Unanimous Supreme Court Finds Time Spent for Security Screenings is Not Compensable

Legal Alerts

12.09.14

On Tuesday, December 9, 2014, the U.S. Supreme Court issued a unanimous decision providing clear guidance as to what constitutes compensable work under the Fair Labor Standards Act (FLSA), as amended by the Portal-to-Portal Act.

The case, Integrity Solutions, Inc. v. Busk, involved a contractor to Amazon.com whose employees retrieved products from the shelves in Amazon’s warehouses and packaged them for delivery to Amazon’s customers. At the end of each shift the employees were required to undergo a security screening before leaving the warehouses. The employees claimed that the time spent waiting for and undergoing the screenings entailed about 25 minutes per day, and through the lawsuit, they were seeking overtime compensation for that time. They also claimed that the time could have been significantly shortened to a de minimis period if the shifts were staggered or more screening stations were available. Consequently, they claimed, the time devoted to the screening was for the benefit of the employer or its customer Amazon.com, and therefore should have counted as part of their compensable workweeks.

The Supreme Court disagreed. Reversing the holding of the Ninth Circuit Court of Appeals, the Supreme Court held that the time spent for the screening was not compensable time. Applying precedent, the Court noted that the compensable period during a workday stops once the last activity that is “integral and indispensable” to the job’s “principal activity” is performed. In this case, the principal activity for which the employees were employed was retrieving and packaging goods in the warehouse.

In the opinion written by Justice Thomas, the Court concluded that the screenings at issue did not relate to that principal activity; rather they were only incidental to the job. Under the Act, such activities – i.e., preliminary or postliminary activities – are not compensable. Thus, the Court held that the court of appeals applied the wrong test, i.e., whether the screenings were required by and for the benefit of the employer to prevent theft, and instead it should have inquired as to whether the activity was tied to the productive work that the employees were employed to perform.  

Consequently, the Court rejected any notion that all time spent for the employer’s benefit is compensable, and specifically held that such a construct is overly broad and improper. The Court also rejected the argument that the time spent in the screenings could have been lessened and thereby a source of liability, since that fact did not alter the finding that the time was unrelated to the principal activity at issue.

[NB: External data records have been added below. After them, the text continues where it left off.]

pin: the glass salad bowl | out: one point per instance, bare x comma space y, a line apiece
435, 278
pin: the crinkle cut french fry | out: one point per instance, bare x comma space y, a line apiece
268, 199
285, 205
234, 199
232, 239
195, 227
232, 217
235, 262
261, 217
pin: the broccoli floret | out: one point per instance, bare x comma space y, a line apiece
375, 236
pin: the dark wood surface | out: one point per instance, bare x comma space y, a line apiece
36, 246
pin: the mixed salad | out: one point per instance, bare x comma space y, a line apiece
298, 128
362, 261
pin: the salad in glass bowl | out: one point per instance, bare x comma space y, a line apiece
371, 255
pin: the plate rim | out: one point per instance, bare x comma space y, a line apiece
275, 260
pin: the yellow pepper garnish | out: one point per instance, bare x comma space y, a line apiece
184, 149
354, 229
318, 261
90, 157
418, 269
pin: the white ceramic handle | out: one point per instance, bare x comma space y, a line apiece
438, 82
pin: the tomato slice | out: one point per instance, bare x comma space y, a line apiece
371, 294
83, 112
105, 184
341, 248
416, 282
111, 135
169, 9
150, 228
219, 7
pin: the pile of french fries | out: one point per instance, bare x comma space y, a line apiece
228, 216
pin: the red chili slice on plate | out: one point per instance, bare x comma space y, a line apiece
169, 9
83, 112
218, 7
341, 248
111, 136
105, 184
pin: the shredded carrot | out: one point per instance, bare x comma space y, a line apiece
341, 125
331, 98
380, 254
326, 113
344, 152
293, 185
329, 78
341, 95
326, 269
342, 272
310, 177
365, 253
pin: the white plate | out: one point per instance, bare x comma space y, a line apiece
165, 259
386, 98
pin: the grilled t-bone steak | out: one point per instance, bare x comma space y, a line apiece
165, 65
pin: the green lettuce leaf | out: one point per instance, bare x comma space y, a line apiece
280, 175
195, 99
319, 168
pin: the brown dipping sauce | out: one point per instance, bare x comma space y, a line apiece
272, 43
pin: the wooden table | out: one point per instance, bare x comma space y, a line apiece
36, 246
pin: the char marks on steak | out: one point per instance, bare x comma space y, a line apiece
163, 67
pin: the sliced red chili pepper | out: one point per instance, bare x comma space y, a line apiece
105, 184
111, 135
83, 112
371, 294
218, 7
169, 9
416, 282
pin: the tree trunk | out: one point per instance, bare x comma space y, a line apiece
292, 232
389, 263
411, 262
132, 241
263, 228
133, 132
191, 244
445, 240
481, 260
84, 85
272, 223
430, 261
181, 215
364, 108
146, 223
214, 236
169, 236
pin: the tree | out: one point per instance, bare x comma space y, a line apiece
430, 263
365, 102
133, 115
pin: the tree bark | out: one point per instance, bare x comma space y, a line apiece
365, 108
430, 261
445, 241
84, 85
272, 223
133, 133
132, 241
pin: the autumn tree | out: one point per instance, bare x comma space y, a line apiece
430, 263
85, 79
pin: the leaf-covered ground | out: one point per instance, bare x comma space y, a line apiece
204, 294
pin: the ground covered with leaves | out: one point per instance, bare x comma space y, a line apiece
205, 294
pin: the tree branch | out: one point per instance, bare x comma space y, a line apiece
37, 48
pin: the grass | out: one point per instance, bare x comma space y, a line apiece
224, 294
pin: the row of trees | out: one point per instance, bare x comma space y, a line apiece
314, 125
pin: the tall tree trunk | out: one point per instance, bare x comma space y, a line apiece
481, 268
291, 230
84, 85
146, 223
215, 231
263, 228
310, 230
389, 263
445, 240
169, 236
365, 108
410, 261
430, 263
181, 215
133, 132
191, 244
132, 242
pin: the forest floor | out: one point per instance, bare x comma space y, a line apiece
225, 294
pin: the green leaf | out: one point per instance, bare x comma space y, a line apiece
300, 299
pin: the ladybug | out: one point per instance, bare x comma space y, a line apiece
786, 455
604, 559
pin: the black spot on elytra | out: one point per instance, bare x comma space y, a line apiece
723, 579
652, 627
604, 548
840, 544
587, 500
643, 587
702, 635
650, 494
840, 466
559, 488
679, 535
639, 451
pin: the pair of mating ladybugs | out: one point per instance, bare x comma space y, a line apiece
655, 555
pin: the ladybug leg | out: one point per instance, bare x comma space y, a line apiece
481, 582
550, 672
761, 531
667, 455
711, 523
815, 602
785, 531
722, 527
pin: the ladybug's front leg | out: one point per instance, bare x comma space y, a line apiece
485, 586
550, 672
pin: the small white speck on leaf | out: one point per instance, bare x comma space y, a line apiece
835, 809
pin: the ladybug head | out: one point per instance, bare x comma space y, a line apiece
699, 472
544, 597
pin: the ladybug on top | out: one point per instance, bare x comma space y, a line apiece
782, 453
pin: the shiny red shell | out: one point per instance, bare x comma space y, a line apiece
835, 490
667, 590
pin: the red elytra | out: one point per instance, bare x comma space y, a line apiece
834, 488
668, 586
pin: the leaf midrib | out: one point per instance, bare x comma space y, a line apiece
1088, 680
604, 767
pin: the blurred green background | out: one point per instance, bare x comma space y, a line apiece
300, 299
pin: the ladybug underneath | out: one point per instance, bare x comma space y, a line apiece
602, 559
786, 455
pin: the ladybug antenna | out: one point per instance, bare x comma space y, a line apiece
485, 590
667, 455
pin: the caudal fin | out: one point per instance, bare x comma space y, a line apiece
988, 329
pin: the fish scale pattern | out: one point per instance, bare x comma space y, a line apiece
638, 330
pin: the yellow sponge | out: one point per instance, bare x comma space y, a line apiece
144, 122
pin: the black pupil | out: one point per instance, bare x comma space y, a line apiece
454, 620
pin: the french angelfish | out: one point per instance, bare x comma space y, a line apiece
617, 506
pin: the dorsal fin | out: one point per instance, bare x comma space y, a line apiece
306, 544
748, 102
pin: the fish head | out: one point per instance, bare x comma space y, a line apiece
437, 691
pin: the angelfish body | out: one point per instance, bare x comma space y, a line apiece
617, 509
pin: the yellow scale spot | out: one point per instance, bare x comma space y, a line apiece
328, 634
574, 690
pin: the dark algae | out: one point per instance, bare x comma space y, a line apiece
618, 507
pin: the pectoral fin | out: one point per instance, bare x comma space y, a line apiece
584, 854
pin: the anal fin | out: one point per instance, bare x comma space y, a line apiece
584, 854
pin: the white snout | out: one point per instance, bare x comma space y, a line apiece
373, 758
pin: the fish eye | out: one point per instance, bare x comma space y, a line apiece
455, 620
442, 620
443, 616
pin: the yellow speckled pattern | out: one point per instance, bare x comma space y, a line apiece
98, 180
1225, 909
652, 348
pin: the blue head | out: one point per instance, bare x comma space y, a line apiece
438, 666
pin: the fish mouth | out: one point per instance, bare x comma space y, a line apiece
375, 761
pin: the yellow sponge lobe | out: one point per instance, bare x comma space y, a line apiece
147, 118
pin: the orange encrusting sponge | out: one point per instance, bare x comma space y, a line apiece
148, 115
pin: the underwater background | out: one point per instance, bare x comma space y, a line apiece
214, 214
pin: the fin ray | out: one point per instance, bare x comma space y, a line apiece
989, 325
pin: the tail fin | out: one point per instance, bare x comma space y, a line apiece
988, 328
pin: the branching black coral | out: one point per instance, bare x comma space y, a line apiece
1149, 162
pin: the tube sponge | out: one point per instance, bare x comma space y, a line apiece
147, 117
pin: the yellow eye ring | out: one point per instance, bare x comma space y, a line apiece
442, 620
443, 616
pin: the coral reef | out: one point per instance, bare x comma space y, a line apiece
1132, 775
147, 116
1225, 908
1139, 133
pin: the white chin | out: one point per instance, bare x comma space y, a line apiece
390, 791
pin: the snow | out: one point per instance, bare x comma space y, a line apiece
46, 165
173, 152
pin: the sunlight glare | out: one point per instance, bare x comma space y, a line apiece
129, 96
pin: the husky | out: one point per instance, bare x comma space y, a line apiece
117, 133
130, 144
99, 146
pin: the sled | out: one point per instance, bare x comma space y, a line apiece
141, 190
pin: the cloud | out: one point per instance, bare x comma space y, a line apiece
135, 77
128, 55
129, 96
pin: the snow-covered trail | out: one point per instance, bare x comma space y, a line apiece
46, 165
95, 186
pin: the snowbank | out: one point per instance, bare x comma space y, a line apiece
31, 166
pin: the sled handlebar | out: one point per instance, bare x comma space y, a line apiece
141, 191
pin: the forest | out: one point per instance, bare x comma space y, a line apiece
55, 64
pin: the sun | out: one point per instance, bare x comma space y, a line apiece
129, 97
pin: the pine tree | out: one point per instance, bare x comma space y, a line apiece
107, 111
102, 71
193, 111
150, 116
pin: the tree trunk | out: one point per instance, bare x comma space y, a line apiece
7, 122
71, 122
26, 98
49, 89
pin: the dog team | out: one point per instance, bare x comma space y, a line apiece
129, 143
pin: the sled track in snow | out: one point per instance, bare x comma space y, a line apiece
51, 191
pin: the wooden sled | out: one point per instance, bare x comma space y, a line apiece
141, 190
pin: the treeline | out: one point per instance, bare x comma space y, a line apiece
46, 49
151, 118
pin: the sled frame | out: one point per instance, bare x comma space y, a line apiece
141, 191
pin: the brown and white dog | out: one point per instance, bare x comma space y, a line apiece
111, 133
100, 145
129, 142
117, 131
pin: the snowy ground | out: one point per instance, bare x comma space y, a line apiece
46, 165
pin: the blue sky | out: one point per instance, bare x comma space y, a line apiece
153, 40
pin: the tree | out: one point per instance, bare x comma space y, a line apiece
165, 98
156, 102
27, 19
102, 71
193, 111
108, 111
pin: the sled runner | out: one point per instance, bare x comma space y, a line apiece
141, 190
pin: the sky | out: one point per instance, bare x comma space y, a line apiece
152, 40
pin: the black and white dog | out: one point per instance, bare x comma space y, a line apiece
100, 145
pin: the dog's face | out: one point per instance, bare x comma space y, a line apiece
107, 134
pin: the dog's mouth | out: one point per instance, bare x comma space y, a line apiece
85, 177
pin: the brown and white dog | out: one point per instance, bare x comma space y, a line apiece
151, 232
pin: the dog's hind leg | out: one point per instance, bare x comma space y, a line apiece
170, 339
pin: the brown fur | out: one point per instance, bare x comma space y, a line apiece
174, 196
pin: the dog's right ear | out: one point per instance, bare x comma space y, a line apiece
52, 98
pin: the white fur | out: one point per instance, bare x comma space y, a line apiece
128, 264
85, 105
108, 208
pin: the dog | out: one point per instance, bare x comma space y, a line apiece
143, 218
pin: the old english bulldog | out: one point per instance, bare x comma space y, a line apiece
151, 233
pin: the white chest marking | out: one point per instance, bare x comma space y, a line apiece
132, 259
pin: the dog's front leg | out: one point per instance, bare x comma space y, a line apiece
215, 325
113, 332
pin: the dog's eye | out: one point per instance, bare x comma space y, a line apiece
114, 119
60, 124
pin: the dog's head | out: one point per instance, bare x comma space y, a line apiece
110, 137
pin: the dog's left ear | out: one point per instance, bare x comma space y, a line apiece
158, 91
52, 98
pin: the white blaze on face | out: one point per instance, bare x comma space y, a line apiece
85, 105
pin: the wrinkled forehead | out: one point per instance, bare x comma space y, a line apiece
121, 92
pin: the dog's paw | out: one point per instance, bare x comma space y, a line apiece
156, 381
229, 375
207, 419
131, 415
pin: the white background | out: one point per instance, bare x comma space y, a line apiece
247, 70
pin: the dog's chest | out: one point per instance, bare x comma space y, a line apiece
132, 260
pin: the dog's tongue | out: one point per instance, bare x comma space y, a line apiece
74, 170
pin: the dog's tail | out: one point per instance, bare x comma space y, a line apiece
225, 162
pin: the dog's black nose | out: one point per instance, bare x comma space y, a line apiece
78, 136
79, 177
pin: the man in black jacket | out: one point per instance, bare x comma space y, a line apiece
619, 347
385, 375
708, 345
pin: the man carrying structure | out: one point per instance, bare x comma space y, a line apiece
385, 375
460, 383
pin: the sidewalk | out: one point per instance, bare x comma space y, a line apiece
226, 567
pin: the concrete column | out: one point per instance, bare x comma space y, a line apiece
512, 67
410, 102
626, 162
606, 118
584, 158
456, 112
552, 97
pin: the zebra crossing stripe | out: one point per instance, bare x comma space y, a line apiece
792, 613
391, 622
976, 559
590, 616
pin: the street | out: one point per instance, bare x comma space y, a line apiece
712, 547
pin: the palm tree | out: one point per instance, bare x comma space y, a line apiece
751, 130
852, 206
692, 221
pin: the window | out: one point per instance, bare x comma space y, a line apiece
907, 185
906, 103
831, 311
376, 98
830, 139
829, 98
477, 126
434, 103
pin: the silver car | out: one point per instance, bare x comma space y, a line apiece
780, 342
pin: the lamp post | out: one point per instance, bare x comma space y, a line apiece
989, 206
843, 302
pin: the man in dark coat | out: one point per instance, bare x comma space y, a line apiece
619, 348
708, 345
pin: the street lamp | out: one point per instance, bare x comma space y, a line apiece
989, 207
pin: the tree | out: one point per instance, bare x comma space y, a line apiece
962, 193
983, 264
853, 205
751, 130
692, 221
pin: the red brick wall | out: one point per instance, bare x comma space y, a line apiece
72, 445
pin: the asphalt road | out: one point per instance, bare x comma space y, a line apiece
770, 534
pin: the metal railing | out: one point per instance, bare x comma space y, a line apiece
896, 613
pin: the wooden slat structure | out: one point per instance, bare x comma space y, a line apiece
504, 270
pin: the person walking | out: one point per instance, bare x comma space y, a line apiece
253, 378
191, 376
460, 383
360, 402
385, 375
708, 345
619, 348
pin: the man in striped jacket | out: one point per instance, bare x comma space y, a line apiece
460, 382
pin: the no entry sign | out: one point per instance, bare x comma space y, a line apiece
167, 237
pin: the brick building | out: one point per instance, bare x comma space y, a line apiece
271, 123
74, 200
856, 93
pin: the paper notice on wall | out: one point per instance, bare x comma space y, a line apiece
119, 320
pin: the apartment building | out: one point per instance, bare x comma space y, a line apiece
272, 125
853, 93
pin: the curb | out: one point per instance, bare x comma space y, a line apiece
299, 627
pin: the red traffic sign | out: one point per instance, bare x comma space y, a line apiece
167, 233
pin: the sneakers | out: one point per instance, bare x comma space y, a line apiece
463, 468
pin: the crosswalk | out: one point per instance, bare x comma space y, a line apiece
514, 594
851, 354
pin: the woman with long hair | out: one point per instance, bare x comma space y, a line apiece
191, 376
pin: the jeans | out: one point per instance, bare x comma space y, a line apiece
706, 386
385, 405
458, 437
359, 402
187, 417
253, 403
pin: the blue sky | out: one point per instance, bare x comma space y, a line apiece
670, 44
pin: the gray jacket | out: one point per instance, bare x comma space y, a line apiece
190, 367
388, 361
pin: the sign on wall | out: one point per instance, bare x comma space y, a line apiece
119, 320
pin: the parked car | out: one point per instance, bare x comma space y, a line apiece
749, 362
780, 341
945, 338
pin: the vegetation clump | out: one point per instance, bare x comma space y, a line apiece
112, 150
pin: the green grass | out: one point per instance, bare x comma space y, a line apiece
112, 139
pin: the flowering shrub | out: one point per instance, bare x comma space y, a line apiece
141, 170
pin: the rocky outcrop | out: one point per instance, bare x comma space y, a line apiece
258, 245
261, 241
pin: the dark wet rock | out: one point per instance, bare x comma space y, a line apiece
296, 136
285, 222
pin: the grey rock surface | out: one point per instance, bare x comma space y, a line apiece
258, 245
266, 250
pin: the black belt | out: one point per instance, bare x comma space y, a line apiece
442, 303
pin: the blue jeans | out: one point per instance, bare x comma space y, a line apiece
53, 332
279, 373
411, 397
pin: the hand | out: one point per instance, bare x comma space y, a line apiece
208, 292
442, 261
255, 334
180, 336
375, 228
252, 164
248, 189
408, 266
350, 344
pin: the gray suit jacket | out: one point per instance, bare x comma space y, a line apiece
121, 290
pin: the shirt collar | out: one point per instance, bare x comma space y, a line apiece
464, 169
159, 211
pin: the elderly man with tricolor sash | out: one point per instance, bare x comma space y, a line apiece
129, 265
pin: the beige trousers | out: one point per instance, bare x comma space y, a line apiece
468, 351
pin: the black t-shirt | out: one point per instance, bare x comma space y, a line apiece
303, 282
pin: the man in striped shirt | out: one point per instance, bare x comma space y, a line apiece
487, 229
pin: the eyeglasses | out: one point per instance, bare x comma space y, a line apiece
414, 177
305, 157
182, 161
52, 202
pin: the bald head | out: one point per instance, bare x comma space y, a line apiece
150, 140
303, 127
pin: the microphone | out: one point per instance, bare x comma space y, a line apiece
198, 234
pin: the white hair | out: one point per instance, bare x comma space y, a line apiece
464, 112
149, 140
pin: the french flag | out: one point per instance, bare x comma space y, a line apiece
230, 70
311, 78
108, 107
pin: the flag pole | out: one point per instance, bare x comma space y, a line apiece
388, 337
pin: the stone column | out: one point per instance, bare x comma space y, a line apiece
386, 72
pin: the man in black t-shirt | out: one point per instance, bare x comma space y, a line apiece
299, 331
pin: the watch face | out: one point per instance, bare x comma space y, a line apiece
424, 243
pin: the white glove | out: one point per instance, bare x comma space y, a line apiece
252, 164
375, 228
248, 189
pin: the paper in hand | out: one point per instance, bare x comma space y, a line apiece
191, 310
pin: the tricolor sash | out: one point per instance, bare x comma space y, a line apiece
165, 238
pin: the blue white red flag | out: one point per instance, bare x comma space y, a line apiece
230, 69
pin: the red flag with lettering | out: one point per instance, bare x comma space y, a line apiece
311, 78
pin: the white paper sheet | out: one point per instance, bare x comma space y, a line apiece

Explaining that the time spent on security screenings in this context was postliminary and therefore not compensable, the Court noted that “Integrity Staffing did not employ its workers to undergo security screenings, but to retrieve products from warehouse shelves and package those products for shipment to Amazon customers.” The screenings were not “integral and indispensable” to that work, the Court continued, because they were not “an intrinsic element of those [principal] activities and one with which the employee cannot dispense if he is to perform those activities.” In this regard, the Court noted, the employer “could have eliminated the screenings altogether without impairing the employees’ ability to complete their work.”

With this elaboration on the definition of what is a compensable activity, one can only hope that courts will be able to evaluate pre- and post-shift activity cases with more confidence and avoid the recent trend of conflicting holdings on this issue. Such clear guidance is also of value to employers as they try to make sure that all time that is legally compensable is paid. Importantly, though, and as expressed by Justices Kagan in her concurring opinion joined by Justice Sotomayor, some pre- and post-shift activities remain compensable since they are integral and indispensable to the job, such donning and doffing certain protective gear for the performance of an employee’s job.